Strata law and regulation key talking points at Real Estate industry Cityscape Connect event
The Cityscape Connect business breakfast was held ahead of Cityscape Global which will be staged from 4 - 7 October 2010 at the Dubai International Exhibition and Convention Centre. Attended by more than 80 property executives, legal advisers and investors, the business breakfast was called to explore the legislation and regulation of the real estate market.
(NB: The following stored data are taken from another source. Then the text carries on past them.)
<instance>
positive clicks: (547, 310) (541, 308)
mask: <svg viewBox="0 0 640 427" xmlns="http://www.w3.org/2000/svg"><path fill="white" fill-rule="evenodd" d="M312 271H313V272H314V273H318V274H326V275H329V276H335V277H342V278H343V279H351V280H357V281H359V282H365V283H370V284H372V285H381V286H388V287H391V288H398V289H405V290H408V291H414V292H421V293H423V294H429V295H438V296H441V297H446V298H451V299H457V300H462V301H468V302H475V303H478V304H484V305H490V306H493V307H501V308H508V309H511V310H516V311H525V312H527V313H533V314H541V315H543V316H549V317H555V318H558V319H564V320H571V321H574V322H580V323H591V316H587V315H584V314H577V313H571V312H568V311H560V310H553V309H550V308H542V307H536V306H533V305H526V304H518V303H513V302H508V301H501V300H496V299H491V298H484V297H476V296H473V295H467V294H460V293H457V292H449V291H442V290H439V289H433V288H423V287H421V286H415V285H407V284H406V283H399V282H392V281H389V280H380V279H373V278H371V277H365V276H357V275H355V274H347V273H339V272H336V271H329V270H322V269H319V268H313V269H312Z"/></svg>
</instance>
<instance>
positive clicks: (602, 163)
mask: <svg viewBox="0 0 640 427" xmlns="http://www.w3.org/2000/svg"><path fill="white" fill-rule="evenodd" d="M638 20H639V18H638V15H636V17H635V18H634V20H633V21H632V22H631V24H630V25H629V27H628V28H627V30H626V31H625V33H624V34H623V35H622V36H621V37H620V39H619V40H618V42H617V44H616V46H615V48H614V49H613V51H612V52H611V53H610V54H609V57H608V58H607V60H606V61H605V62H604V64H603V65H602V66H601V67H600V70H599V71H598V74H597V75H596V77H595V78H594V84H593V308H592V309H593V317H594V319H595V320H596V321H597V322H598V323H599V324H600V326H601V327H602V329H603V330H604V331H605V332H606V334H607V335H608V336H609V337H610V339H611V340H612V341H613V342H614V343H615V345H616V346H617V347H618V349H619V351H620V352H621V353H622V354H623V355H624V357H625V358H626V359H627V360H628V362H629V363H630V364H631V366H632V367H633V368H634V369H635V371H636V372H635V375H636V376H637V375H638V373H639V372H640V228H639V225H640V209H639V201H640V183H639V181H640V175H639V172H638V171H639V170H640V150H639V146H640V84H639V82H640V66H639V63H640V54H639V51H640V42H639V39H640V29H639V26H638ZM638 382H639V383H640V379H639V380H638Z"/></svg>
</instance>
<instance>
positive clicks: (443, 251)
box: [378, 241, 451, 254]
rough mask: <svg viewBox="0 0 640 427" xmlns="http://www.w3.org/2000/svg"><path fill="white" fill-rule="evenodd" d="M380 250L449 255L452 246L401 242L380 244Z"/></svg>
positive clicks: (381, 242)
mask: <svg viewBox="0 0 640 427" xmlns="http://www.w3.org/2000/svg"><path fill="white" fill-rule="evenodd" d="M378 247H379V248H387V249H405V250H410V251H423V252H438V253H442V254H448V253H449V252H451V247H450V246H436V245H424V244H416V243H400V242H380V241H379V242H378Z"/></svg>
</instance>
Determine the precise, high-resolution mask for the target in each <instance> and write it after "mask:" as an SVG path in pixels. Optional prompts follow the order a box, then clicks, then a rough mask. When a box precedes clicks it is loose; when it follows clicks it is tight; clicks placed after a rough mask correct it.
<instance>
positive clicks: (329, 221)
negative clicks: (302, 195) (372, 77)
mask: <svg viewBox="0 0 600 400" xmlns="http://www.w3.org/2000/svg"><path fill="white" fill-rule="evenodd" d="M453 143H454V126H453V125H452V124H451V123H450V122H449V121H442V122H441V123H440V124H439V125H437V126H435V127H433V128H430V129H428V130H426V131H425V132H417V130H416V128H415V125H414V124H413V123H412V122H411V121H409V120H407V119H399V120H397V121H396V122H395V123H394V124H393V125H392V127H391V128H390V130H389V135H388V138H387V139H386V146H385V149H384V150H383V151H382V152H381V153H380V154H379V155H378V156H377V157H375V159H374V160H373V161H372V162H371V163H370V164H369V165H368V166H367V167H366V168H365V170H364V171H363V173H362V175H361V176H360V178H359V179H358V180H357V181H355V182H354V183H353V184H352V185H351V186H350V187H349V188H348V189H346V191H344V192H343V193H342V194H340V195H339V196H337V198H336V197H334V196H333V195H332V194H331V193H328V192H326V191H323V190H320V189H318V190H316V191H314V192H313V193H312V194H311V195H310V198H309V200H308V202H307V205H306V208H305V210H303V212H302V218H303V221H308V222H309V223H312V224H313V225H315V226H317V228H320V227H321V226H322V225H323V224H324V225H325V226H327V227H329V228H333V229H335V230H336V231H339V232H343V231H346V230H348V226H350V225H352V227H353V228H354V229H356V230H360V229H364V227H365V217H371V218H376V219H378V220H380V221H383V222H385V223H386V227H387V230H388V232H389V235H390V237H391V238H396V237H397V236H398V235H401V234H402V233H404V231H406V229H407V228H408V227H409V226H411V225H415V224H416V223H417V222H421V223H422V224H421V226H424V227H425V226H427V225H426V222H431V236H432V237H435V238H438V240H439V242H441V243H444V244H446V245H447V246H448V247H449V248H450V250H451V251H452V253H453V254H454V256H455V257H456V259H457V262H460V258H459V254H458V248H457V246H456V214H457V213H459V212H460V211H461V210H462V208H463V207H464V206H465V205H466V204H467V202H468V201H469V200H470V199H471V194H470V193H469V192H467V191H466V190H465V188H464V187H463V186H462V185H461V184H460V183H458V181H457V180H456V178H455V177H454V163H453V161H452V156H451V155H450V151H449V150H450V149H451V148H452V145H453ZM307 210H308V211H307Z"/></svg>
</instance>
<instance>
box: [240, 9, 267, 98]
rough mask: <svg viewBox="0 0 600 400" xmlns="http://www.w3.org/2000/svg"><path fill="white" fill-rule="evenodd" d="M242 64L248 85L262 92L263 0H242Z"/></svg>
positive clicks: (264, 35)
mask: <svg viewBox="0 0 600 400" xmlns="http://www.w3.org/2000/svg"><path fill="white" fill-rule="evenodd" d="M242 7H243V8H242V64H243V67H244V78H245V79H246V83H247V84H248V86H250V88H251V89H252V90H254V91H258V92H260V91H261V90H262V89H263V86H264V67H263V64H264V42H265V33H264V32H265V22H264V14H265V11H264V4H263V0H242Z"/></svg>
The impact of the recent Strata law - which sets out a framework for how homeowners can manage jointly owned buildings and developments - presented much debate, especially around the subject of service charges, the practicality of owner associations and the implication of short falls in maintenance funds. The discussion was moderated by Blair Hagkull, chairman, Jones Lang LaSalle MENA, who

said a recent investor sentiment survey conducted, revealed the number one priority for investors, with regards to decision making, across the broader region right now was regulation and legislation. CEO and managing director of Strata Global, Kent O'Brien, said the regulations recently brought in were very good, but added: "Unfortunately what we are seeing at the moment are a number of schemes being thrown together, with residential, retail and commercial components all in one homeowner association - I just hope that some of the developers look at that in a more educated way." Michael Lunjevich, partner, head of commercial and Real Estate, Hadef & Partners, mentioned the importance of the Escrow law - which came into effect in 2007 to regulate the sale of off plan property. He said this was the 'first major step towards regulating a market.' "Lessons that can be learnt from the Escrow law are that when you try and regulate a market, you need to consider the economic issues around the industry." Mr Lunjevich also talked about regulation and how to make people comply. He said: "Over the last three years, we may have learnt that self-regulation doesn't really work that well. Of course, bringing in regulations may not work that well either, because some people don't comply. "In my opinion penalties and deterrence are a way to make people comply. They may not voluntarily comply but if they know there's a stiff penalty of a huge fine or imprisonment of failing to comply that's going to be made publicly knowledgeable then they'll soon come into compliance quickly." Cityscape Global - formally Cityscape Dubai - is one of the world's premier business real estate investment and development platforms. The exhibition is also the flagship event of a brand developed in Dubai that has achieved international recognition and success. Cityscape events are held in Abu Dhabi, Riyadh and Jeddah in Saudi Arabia, Shanghai and Latin America. Cityscape Global attracts regional and international investors, property developers, governmental and development authorities, leading architects, designers, consultants and senior professionals involved in the property industry.